The final SKILL.md files land in <your-repo>/.github/skills/<domain-id>/SKILL.md. Intermediate prompts and responses live under <your-repo>/.skill-gen/.

Why the emit/ingest dance?

The whole point of the agent is to stop spending premium-request budget. Calling Anthropic from a Python script would mean adding another cost line that competes with your subscription. By emitting prompt files and ingesting responses, the LLM turns happen inside your existing Claude Code / Copilot / Codex session — no separate API spend, no separate key to manage.

Phase 2 — incremental updates

After the first run commits the skills to your repo, refresh them when code changes:

python3 -m tools.skill_generator.cli update-emit --repo .
# Paste each .skill-gen/.update-prompts/<feature>.md into your AI session.
# Save each response as .skill-gen/.update-responses/<feature>.md.
python3 -m tools.skill_generator.cli update-ingest --repo . --commit

The same emit/ingest pattern; the same zero-API-call guarantee.


What a generated SKILL.md looks like

Here's a fragment from the Data Flow section of consumer-management/SKILL.md, generated from the FTGO microservices reference application:

POST /consumers
   |
   v
ConsumerController.create(CreateConsumerRequest)
   |   request.getName() -> PersonName
   v
ConsumerService.create(name)                        @Transactional
   |
   |-- Consumer.create(name)                         <- builds aggregate + ConsumerCreated event list
   |
   |-- consumerRepository.save(rwe.result)           -> Consumer DB (JPA, MySQL)
   |
   |__ domainEventPublisher.publish(Consumer.class, id, rwe.events)
              -> Eventuate Tram outbox -> Kafka topic net.chrisrichardson...Consumer
              + emit ConsumerCreated domain event

@KafkaListener (Tram saga dispatch on channel "consumerService")
   |
   v
ConsumerServiceCommandHandlers.commandHandlers()
   |-- onMessage(ValidateOrderByConsumer.class)
           |__ ConsumerService.validateOrderForConsumer(consumerId, orderTotal)
                   |__ Consumer.validateOrderByConsumer(orderTotal)
                           <- spend rule on the aggregate; throws ConsumerVerificationFailedException

The skill captures the async semantics (@Async, .get() <- blocks), DB destinations (-> Consumer DB), Kafka topic names, exception flow, and side effects (+ emit ConsumerCreated). When Copilot reads this, it knows enough to safely modify validateOrderForConsumer() without breaking the saga reply contract.

See verification-output/ftgo-skills/ in this repo for two complete SKILL.mds generated from the real FTGO codebase — one for consumer-management (19 classes) and one for accounting-authorization (27 classes), with cross-domain saga relationships linked between them.

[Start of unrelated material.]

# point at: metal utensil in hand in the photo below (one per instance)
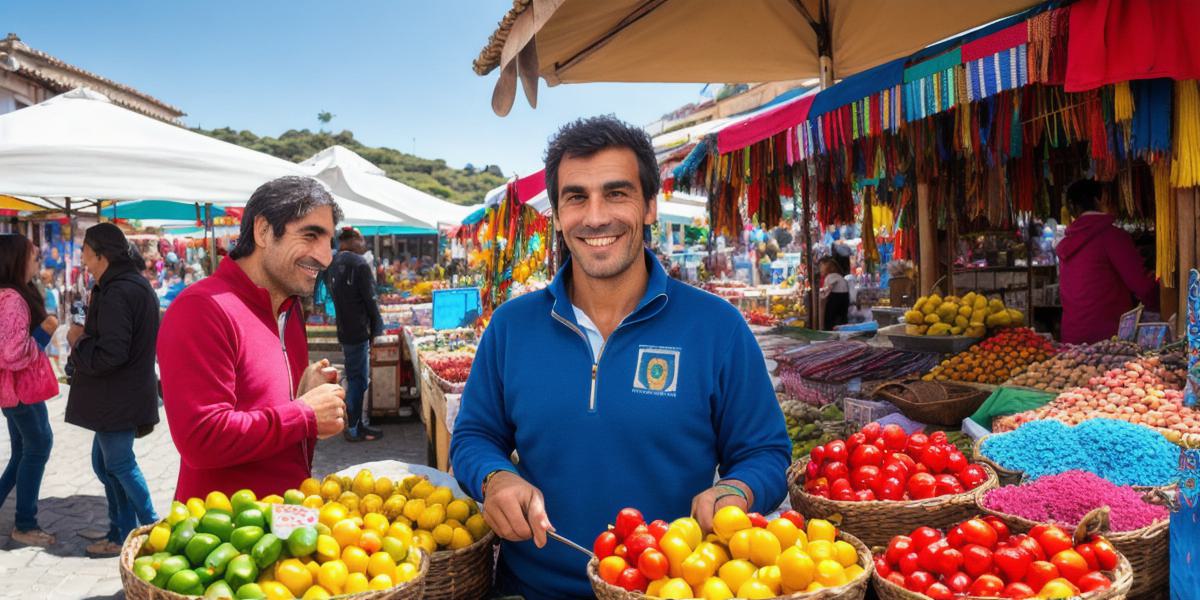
(569, 543)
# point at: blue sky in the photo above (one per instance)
(390, 71)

Verified on a real microservices repo

This agent was end-to-end verified against microservices-patterns/ftgo-application — Chris Richardson's reference Spring Boot microservices app.

Metric Value
Classes parsed 358
Lines of code analyzed 15,714
Microservice modules 12
Domains identified by Stage 2 9 (one per microservice, mapped 1:1)
Confidence (most domains) HIGH
Host-agent turns total ~11 (1 plan + 9 generate + 1 link)
Schema conformance 12/12 frontmatter fields, 12/12 body sections, 0 Java code blocks in body
Warnings 0

Full details in verification-output/VERIFICATION_REPORT.md. The verification used an earlier API-call architecture; the prompts and outputs are unchanged — only the delivery mechanism (host agent vs. API) is different.


Supported Java flavors

The agent works on any flavor of Java repo, not just modern Spring Boot. It auto-detects which it is and writes skills that describe whatever the target repo actually uses:

Flavor Detected by
Spring Boot 2.x / 3.x @SpringBootApplication + annotation-driven REST
Spring MVC XML wiring or annotation, no @SpringBootApplication
Struts 1 / 2 struts-config.xml action mappings
Quarkus @Path annotations without @RestController
Spring Batch @EnableBatchProcessing or <job> elements
Quartz Scheduler quartz*.xml with cron expressions
Raw servlets web.xml URL patterns
Legacy hybrid .sql stored procedures + .sh orchestration + Java
Mixed-stack Multiple of the above in one repo

For legacy apps, the crawler also reads stored procedures (.sql), shell scripts (.sh), Flyway/Liquibase migrations, and Spring Batch job XML — so a feature that lives half in Java and half in a stored proc is documented as one cohesive skill.


Cost model

The pipeline is free to operate — every LLM turn runs inside a session you already pay for.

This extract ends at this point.